Published On: Tue, Feb 27th, 2018

Hindari Konflik  Nelayan, DFW Indonesia minta Pengawasan Provinsi Diperkuat

Ilustrasi Foto. (DFW Indonesia

MN, Jakarta – Implementasi UU 23/2014 tentang Pemerintahan Daerah berimplikasi pada perubahan format pengelolaan sumberdaya laut. UU 23/2014 memberi kewenangan yang luas kepada pemerintah provinsi untuk melakukan perencanaan, pengelolaan, pemanfaatan termasuk pengawasan sumberdaya laut pada zona 12 mil.

Hal ini berkonsekuensi pada makin besarnya tanggungjawab provinsi untuk menjaga sumberdaya laut dengan memperkuat kapasitas pengelolaan terutama terkait dengan penyediaan sumberdaya manusia, kelembagaan, sarana dan prasarana serta penganggaran. Masalahnya kemudian adalah saat ini, pemerintah provinsi terkesan lambat mempersiapkan pengalihan kewenangan tersebut.
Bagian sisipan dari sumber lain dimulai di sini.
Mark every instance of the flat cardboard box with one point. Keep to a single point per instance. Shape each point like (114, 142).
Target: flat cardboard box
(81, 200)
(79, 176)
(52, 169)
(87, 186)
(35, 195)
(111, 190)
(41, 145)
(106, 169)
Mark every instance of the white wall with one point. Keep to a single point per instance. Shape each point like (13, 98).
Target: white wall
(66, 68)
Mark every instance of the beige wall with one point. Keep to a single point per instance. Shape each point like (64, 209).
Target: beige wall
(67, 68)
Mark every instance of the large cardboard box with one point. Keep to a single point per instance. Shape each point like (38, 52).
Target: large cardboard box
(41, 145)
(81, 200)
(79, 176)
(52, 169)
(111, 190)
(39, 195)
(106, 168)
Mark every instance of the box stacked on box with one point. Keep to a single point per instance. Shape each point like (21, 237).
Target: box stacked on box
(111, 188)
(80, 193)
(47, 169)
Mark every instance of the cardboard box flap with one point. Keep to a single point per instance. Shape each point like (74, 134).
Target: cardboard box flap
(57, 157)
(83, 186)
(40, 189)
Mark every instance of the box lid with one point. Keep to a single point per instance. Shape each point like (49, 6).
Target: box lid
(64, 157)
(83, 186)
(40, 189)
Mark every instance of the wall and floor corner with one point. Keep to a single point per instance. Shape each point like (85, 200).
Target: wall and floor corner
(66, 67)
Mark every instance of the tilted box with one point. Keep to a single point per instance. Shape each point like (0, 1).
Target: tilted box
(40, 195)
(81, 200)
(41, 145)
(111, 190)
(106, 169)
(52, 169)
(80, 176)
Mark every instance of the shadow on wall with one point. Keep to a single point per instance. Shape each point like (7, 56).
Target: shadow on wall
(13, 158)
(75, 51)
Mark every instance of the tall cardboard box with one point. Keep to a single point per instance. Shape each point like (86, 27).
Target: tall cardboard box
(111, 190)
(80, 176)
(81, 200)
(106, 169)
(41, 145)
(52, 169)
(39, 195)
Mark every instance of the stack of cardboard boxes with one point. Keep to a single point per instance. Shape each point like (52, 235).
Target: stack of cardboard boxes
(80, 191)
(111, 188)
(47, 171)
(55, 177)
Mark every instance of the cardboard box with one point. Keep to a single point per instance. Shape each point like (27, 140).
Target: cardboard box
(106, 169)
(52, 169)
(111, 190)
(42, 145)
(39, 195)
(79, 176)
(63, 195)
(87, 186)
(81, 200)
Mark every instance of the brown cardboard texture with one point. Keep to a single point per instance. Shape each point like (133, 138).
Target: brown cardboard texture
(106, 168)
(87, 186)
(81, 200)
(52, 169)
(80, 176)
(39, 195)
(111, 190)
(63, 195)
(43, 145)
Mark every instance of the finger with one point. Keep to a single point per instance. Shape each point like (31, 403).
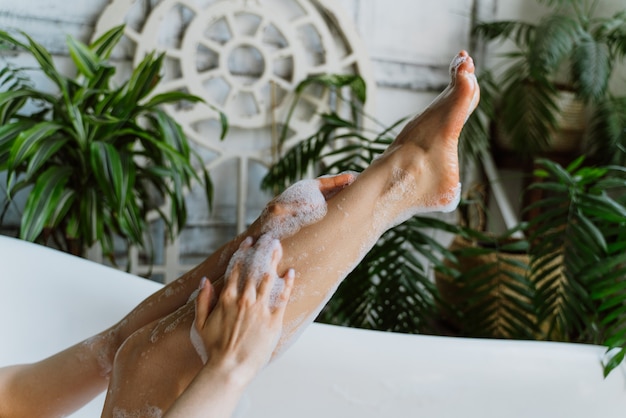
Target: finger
(289, 281)
(265, 286)
(231, 289)
(331, 185)
(203, 302)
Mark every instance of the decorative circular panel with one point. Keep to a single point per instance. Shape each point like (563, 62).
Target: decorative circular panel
(242, 57)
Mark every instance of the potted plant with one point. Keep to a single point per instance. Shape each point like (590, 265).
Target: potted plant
(574, 250)
(391, 288)
(95, 158)
(558, 74)
(567, 280)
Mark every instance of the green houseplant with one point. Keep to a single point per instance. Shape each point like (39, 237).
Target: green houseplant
(567, 281)
(574, 249)
(390, 289)
(95, 158)
(567, 56)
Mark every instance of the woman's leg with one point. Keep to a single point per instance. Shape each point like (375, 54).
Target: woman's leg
(418, 173)
(67, 380)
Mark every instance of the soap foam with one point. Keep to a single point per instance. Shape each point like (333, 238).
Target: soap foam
(301, 204)
(256, 261)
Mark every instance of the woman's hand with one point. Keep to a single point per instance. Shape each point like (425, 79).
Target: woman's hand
(241, 331)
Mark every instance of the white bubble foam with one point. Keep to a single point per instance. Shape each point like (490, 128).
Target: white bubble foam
(301, 204)
(256, 261)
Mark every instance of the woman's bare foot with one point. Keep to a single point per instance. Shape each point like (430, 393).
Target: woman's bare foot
(431, 163)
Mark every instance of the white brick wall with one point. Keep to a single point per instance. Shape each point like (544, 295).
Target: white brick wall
(410, 43)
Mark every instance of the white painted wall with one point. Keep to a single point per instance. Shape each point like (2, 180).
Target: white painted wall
(410, 44)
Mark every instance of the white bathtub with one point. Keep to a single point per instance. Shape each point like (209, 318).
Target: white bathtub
(330, 371)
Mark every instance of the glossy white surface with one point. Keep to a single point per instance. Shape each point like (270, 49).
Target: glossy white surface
(49, 300)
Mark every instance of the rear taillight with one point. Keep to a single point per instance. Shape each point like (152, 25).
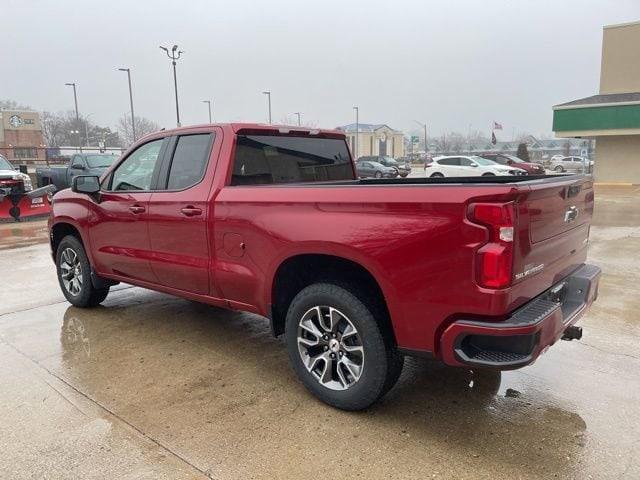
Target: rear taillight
(494, 260)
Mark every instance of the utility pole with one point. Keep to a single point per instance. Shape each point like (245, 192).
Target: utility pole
(423, 125)
(208, 102)
(133, 117)
(75, 100)
(174, 55)
(357, 130)
(268, 94)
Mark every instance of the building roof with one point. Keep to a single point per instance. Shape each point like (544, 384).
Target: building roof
(365, 127)
(600, 100)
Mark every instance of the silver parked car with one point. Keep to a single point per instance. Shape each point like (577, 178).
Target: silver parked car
(571, 164)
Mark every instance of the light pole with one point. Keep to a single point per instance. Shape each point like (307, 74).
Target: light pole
(86, 128)
(268, 94)
(208, 102)
(174, 55)
(133, 117)
(423, 125)
(75, 100)
(357, 129)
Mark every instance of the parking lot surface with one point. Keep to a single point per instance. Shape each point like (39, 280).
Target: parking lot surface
(151, 386)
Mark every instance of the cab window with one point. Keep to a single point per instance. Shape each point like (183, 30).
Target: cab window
(135, 173)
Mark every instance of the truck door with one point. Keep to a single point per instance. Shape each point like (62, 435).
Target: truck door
(178, 214)
(119, 232)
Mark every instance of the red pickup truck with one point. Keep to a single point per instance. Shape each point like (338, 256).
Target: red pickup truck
(476, 272)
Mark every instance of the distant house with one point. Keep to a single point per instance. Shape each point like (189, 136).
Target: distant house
(374, 139)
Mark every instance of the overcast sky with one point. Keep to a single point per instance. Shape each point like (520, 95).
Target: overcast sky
(453, 64)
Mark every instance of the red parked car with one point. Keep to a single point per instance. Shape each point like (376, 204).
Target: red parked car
(476, 272)
(504, 159)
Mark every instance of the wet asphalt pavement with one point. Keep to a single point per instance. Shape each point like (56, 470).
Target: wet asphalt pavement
(151, 386)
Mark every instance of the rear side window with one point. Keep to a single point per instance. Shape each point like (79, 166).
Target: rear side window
(269, 159)
(189, 161)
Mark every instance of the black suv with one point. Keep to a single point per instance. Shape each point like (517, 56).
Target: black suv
(403, 169)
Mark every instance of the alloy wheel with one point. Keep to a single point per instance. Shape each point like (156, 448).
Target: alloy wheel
(330, 347)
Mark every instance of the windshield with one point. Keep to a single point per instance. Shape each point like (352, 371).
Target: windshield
(97, 161)
(4, 164)
(483, 161)
(514, 159)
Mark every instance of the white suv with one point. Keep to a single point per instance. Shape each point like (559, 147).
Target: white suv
(468, 166)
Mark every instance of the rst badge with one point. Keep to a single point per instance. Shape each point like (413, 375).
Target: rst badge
(570, 214)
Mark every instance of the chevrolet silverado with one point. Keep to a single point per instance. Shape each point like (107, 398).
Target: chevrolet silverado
(356, 274)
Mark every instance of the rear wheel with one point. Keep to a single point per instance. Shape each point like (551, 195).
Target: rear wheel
(74, 274)
(338, 349)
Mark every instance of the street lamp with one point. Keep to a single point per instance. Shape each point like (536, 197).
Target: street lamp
(133, 117)
(423, 125)
(208, 102)
(86, 128)
(174, 55)
(357, 129)
(75, 100)
(268, 94)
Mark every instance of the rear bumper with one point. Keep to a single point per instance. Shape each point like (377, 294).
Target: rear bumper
(528, 332)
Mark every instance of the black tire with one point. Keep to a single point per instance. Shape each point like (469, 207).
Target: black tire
(87, 295)
(382, 363)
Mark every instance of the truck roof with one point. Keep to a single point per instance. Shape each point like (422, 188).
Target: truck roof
(239, 126)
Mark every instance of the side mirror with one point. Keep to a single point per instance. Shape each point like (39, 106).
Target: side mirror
(88, 184)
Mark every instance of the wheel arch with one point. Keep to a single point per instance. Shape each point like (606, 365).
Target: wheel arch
(300, 270)
(61, 229)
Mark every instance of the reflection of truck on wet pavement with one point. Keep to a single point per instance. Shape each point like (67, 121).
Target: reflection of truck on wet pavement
(471, 271)
(79, 164)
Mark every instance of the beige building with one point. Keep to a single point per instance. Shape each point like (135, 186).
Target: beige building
(377, 139)
(21, 136)
(613, 116)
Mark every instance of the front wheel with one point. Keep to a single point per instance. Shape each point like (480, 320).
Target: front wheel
(74, 274)
(338, 349)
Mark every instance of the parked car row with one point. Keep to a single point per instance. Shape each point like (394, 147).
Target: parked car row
(381, 166)
(571, 164)
(468, 166)
(79, 164)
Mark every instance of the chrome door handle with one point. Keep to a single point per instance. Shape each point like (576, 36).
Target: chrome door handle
(137, 209)
(191, 211)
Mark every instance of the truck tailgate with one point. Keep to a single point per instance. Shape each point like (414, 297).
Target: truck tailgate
(553, 227)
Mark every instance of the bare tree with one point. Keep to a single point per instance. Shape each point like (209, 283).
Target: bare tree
(59, 129)
(144, 126)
Sebagai contoh, di Anambas saat ini terjadi keresahaan nelayan lokal yang merasa terganggu oleh aktivitas kapal ikan nelayan luar dengan ukuran di atas 30GT yang kerap kali melakukan pelanggaran zona penangkapan ikan. Kapal ikan nelayan luar seringkali melakukan penangkapan ikan di zona tradisional yang merupakan areal tangkap nelayan lokal.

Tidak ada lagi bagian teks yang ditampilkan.